Heat a large skillet or Dutch oven over medium heat and add the ground beef or pork.
Brown the meat, breaking it up with a spoon, until it is fully cooked and no longer pink. Drain any excess fat if needed.
Remove the meat from the pan and set it aside.
2. Sauté the Vegetables:
In the same skillet, add the oil or butter. Add the chopped onion, bell pepper, and celery.
Sauté the vegetables over medium heat for about 5-7 minutes, until they soften and the onions become translucent.
Add the minced garlic and cook for another minute until fragrant.
3. Add the Seasonings:
Stir in the paprika, cayenne pepper (if using), thyme, oregano, black pepper, and salt. Cook for another 1-2 minutes to let the spices bloom and become aromatic.
4. Cook the Rice:
Add the rice to the vegetable mixture and stir it in, allowing the rice to toast slightly for about 1-2 minutes. This step helps the rice absorb the flavors.
Pour in the chicken broth (or water) and add the bay leaves. Stir everything to combine, scraping up any browned bits from the bottom of the pan.

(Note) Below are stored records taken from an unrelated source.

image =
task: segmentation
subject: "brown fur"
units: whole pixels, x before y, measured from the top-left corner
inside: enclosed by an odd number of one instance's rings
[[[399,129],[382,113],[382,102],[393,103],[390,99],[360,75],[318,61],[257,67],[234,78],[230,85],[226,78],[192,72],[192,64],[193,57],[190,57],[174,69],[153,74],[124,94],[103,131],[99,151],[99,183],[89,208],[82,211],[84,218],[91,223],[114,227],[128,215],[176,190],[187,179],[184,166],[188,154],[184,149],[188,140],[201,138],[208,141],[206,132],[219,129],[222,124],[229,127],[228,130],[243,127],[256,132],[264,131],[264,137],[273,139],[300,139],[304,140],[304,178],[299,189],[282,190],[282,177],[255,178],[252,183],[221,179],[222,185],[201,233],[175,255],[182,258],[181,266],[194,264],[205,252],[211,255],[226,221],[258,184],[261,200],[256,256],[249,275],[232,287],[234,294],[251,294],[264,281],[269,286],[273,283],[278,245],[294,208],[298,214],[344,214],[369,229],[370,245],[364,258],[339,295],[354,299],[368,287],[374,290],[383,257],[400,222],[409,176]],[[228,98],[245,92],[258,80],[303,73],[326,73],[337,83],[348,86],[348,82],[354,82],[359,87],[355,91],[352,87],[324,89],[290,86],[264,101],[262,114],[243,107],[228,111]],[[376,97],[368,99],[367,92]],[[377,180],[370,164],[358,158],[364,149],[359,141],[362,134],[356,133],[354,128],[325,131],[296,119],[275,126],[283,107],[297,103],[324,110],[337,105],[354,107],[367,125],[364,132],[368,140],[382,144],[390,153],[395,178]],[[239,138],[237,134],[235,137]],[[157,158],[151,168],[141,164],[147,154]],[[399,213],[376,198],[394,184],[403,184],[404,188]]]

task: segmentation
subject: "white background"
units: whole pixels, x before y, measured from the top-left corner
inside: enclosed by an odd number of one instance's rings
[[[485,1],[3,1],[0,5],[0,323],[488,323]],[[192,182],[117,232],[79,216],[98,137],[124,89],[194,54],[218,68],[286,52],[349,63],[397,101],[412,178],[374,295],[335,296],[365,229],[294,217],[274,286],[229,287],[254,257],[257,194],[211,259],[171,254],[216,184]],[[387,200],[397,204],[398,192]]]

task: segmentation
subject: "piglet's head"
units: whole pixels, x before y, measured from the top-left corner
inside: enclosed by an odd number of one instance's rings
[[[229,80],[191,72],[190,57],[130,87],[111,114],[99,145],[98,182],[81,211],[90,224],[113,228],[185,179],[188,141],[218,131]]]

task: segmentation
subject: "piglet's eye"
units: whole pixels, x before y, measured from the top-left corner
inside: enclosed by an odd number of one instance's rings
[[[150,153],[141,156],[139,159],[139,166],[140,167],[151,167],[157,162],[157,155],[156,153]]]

Bring the mixture to a boil, then reduce the heat to low, cover, and let it simmer for about 15-18 minutes, or until the rice is cooked and the liquid is absorbed.
5. Finish the Rice:
Once the rice is done, fluff it with a fork and stir in the cooked ground meat.
Taste and adjust the seasoning with more salt, pepper, or cayenne pepper if needed.
Remove the bay leaves and discard them.
6. Serve:
Garnish with fresh chopped parsley, if desired.
Serve hot as a side dish or a main dish with your favorite protein, like fried chicken, grilled shrimp, or sautéed greens.